Dubbed the “Unity of Effort” initiative, AFCEC Commander Maj. Gen. John Allen said the new framework provides more stringent oversight and management for high-visibility, complex programs with multiple stakeholders and contributors.

“The program executives will form a corps that acts as a single champion for the CE enterprise,” Allen said. “The end state is aligning policy, planning, programming, execution and sustainment to meet mission requirements for on-time, on-schedule and on-budget delivery of capabilities.”

AFCEC’s initial five capabilities-based programs include: environmental compliance and restoration, housing portfolio management, energy assurance, integrated base response and recovery, and built infrastructure investment and recapitalization, or BII&R.

Led by Brig. Gen. Mark Slominski, the BII&R initiative champions adaptive, resilient, right-sized and fiscally sustainable infrastructure. As the built infrastructure program executive, Slominski is responsible for aligning AFIMSC and AFCEC personnel with key stakeholders and mission partners into project delivery teams to effectively manage the scope, schedule and budget for all active component MILCON and FSRM efforts.

With an abundance of large-scale projects and billions of dollars, Slominski said the NDR program is an example of the BII&R initiative in action. NDR program lessons learned are leveraged to inform the framework for how AFCEC delivers major MILCON and operations and maintenance-funded projects as matrixed teams from across the Department of the Air Force, Army Corps of Engineers and Navy Facilities Command.

“Offutt and Tyndall represent significant investments,” Slominski said. “We’re looking at an initial MILCON investment of more than $3.6 billion, and a full-lifecycle cost of roughly $9 billion. We are building resilient, efficient and innovative installations of the 21st century that serve as benchmarks for the Department of Defense.”
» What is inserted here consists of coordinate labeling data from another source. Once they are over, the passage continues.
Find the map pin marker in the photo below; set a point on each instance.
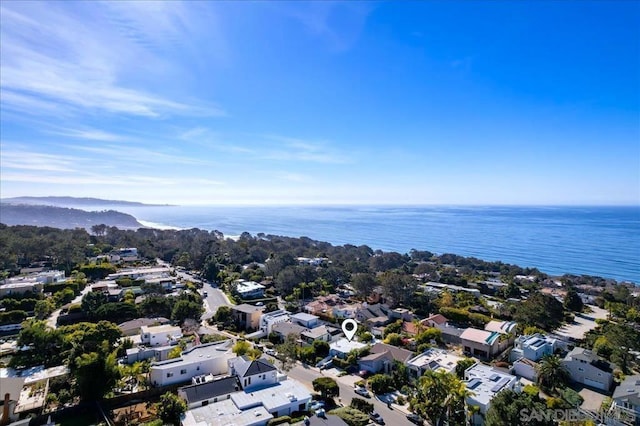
(349, 327)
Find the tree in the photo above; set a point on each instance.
(539, 310)
(327, 387)
(92, 301)
(551, 373)
(241, 347)
(363, 284)
(170, 408)
(572, 300)
(440, 397)
(185, 309)
(380, 383)
(462, 366)
(96, 373)
(43, 308)
(288, 352)
(509, 408)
While the NDR has all the money it needs for Offutt and Tyndall through Fiscal Year 2021, the BII&R initiative will play a key role in helping AFIMSC identify vulnerabilities and make targeted investment decisions to strengthen installation readiness enterprise-wide.

AFIMSC recently released a strategic plan that outlines major lines of effort and related goals that support Air Force priorities like delivering new analytics, tools and management practices that help commanders identify where investments need to be made. 

In February, AFIMSC deployed a new dashboard for Facilities Activity Management Planning. The online dashboard is a suite of three tools and feeds in mission index data from six sustainment management systems. Combining these scores with mission dependency indicators, AFIMSC can provide installations a 10-year outlook on their facilities’ requirements. With this information flowing up from the installations, and more AMP dashboards in development, installations can track and report requirements for life cycle asset management planning further out and help the Air Force reverse-engineer funding and procure contracting services before mission failure becomes a risk.

Through the NDR program, installations may be able to capture and share this data with AFIMSC in real time. 

For example, the NDR team is fielding an installation resilience operations center, or IROC, prototype that gives Tyndall AFB the ability to centrally collect, share, integrate and analyze data. That data is then used for predictive maintenance and to conduct live monitoring of facility conditions.

“The applications for the IROC are almost limitless … from increasing safety and security of our Airmen to driving cost-effective management of our built infrastructure,” Leighton said. “This prototype has the potential to drastically change how we operate and maintain our installations.”